Copy number changes and structural variants
Copy number changes and/or structural variants were found in 80 out of 449 (18%) evaluable normal crypts. Five crypts exhibited eight whole chromosome copy number increases which, notably, affected the same three chromosomes: 3, 7 and 9, as well as the X chromosome (Extended Data Fig. 7a). Thus, copy number increases clustered in certain crypts and tended to affect certain chromosomes. No whole chromosome losses were observed. Regions of copy number neutral loss of heterozygosity were observed in 12 crypts, affecting chromosomes 1p, 6p, 7p, 8q, 9q, 10q (twice), 17p, 17q, 18q, 21q and 22q. Five of these copy number changes could be timed and all were estimated to have occurred in adulthood. Two changes that affected the same crypt appeared to be synchronous (Supplementary Results, Extended Data Fig. 7b). Forty–eight large deletions, 18 tandem duplications, four translocations, and two inversions were detected. All were private to a single crypt, except for one deletion which was present in two adjacent crypts sharing few mutations, indicating that the deletion occurred during gestation or early childhood.
Driver mutations
Driver mutations are those that confer a selective advantage during cancer evolution and may, but need not, promote neoplasia38. To search for driver mutations in normal colon, the whole genome sequences of 571 crypts were supplemented with targeted sequencing of 90 known colorectal cancer genes in an additional series of crypts. In total, substitutions in these genes were evaluable in 1,403 crypts and indels in 1,046. Statistical analysis revealed evidence of positive selection on the recessive cancer genes AXIN2 (three truncating mutations, adjusted q value 0.004) and STAG2 (two truncating mutations, adjusted q value 0.038) indicating that these mutations are likely drivers. Additional likely driver mutations were identified in cancer genes characterised by canonical missense hotspot mutations. Nine hotspot mutations in PIK3CA (E542K, R38H), ERBB2 (R678Q, V842I, T862A), ERBB3 (R475W, R667L), and FBXW7 (R505C, R658Q) were observed (Extended Data Fig. 8). Given the specificity of these hotspot mutations, most are likely to be drivers. In addition, heterozygous truncating mutations were found in the recessive cancer genes ARID2, ATM (two), ATR, BRCA2, CDK12 (two), CDKN1B, RNF43 (two), TBL1XR1, and TP53 (Supplementary Table). There was no statistical evidence for selection of truncating mutations in the set of 90 colorectal cancer genes overall. The possibility that some have conferred clonal growth advantage, however, is not excluded. No crypt carried more than one putative driver mutation.
23 pairs of adjacent crypts shared over 100 SBS1 mutations and thus were likely to have been generated by postnatal crypt fission. Two pairs carried driver mutations (one with an AXIN2 nonsense mutation and one with PIK3CA E542K), although the association of driver mutations with crypt fission is not significant (p=0.17). In one sister crypt the AXIN2 mutation was rendered homozygous by copy number neutral chromosome 17q LOH, revealing ongoing clonal evolution in normal colon (Fig. 4, Fig. 3b).
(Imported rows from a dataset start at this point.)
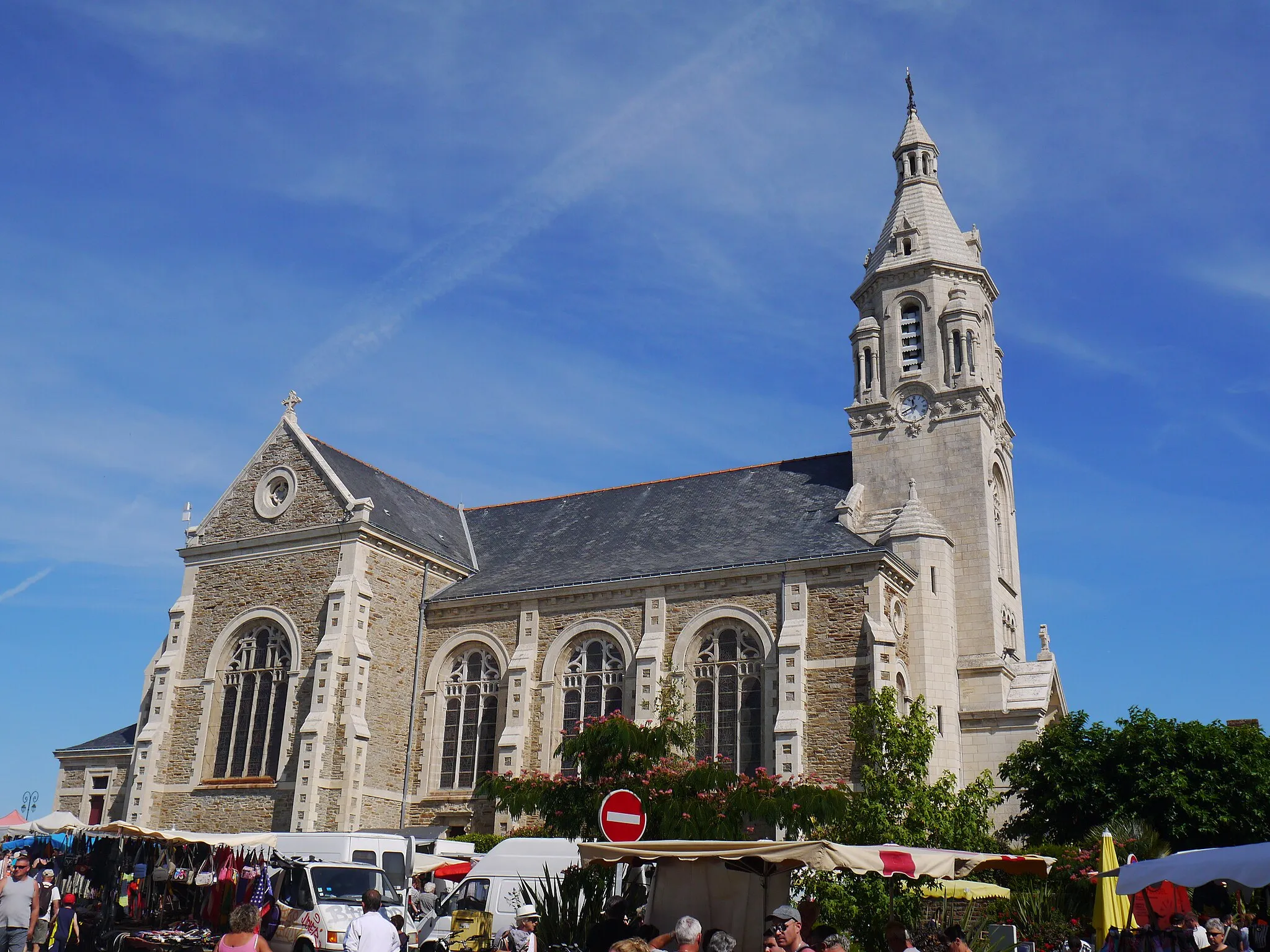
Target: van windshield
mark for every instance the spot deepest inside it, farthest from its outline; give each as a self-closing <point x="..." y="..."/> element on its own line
<point x="346" y="884"/>
<point x="471" y="894"/>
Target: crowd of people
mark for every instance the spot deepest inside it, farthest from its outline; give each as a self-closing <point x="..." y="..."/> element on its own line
<point x="33" y="914"/>
<point x="786" y="930"/>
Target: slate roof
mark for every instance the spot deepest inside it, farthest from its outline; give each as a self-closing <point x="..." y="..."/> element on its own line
<point x="122" y="738"/>
<point x="752" y="516"/>
<point x="402" y="509"/>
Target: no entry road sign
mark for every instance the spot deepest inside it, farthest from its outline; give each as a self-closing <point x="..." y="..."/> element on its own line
<point x="621" y="816"/>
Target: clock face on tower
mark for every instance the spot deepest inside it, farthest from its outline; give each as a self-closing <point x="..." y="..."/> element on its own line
<point x="913" y="408"/>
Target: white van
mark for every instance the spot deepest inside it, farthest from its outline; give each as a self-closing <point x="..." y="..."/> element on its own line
<point x="495" y="880"/>
<point x="386" y="851"/>
<point x="318" y="901"/>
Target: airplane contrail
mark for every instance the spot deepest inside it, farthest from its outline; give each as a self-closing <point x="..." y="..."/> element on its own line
<point x="755" y="43"/>
<point x="24" y="584"/>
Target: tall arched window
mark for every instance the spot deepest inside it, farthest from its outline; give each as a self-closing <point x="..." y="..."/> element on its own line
<point x="254" y="705"/>
<point x="729" y="696"/>
<point x="592" y="683"/>
<point x="471" y="718"/>
<point x="911" y="337"/>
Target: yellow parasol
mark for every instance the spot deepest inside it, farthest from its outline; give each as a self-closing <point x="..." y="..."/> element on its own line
<point x="1109" y="908"/>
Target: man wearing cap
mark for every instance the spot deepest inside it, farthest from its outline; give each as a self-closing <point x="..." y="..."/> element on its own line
<point x="520" y="937"/>
<point x="48" y="899"/>
<point x="786" y="922"/>
<point x="19" y="908"/>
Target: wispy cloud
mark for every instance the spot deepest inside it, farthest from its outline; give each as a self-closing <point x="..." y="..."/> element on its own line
<point x="1095" y="356"/>
<point x="751" y="46"/>
<point x="24" y="584"/>
<point x="1246" y="275"/>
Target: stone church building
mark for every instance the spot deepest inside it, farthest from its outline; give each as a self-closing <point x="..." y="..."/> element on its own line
<point x="349" y="651"/>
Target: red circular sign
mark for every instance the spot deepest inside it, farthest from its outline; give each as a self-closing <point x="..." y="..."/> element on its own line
<point x="621" y="816"/>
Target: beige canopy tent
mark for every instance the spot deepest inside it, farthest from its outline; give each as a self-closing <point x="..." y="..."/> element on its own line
<point x="56" y="822"/>
<point x="733" y="885"/>
<point x="887" y="860"/>
<point x="213" y="839"/>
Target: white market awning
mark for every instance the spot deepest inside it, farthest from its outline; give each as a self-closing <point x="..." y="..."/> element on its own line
<point x="1248" y="866"/>
<point x="58" y="822"/>
<point x="127" y="831"/>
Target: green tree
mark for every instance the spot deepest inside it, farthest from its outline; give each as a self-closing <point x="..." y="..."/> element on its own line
<point x="683" y="798"/>
<point x="1198" y="785"/>
<point x="897" y="803"/>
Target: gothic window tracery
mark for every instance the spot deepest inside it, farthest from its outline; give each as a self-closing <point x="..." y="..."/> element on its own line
<point x="471" y="718"/>
<point x="254" y="703"/>
<point x="592" y="681"/>
<point x="729" y="699"/>
<point x="911" y="337"/>
<point x="1001" y="516"/>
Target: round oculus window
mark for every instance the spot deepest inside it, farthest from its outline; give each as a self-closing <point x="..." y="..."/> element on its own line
<point x="897" y="616"/>
<point x="275" y="491"/>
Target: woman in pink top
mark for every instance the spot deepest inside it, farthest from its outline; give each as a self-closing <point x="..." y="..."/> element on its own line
<point x="244" y="935"/>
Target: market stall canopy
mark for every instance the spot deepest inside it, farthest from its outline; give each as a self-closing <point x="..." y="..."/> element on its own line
<point x="56" y="822"/>
<point x="426" y="863"/>
<point x="127" y="831"/>
<point x="453" y="870"/>
<point x="1248" y="866"/>
<point x="770" y="856"/>
<point x="964" y="889"/>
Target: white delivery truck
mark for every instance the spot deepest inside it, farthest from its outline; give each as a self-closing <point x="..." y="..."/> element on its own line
<point x="494" y="885"/>
<point x="390" y="852"/>
<point x="318" y="901"/>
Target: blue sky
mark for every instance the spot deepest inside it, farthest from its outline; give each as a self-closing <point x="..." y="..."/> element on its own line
<point x="508" y="250"/>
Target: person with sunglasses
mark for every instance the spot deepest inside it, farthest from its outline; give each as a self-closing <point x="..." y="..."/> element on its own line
<point x="786" y="922"/>
<point x="18" y="907"/>
<point x="1215" y="936"/>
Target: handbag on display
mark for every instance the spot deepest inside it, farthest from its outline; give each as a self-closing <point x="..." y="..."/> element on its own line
<point x="205" y="876"/>
<point x="163" y="867"/>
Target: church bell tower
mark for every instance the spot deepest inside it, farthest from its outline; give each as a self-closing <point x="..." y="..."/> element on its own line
<point x="929" y="421"/>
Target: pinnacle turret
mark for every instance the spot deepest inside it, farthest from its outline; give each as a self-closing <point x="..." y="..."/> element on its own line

On the conservative assumption that just the AXIN2 and STAG2 truncating mutations and the missense hotspot mutations in PIK3CA, ERBB2, ERBB3 and FBXW7 are drivers, ∼1% of normal colorectal crypts (∼150,000 crypts) in a 50–60 year old carries a driver mutation. Since in the over 70s ∼40% of people have an adenoma on colonoscopy39 and ∼5% of people develop colorectal cancer over their lifetime40 (and some of these may arise from more recently–acquired driver mutations) only an extremely small proportion of these crypt microneoplasms becomes a macroscopically detectable adenoma (< 1/375,000) or carcinoma (< 1/3,000,000) within the following few decades.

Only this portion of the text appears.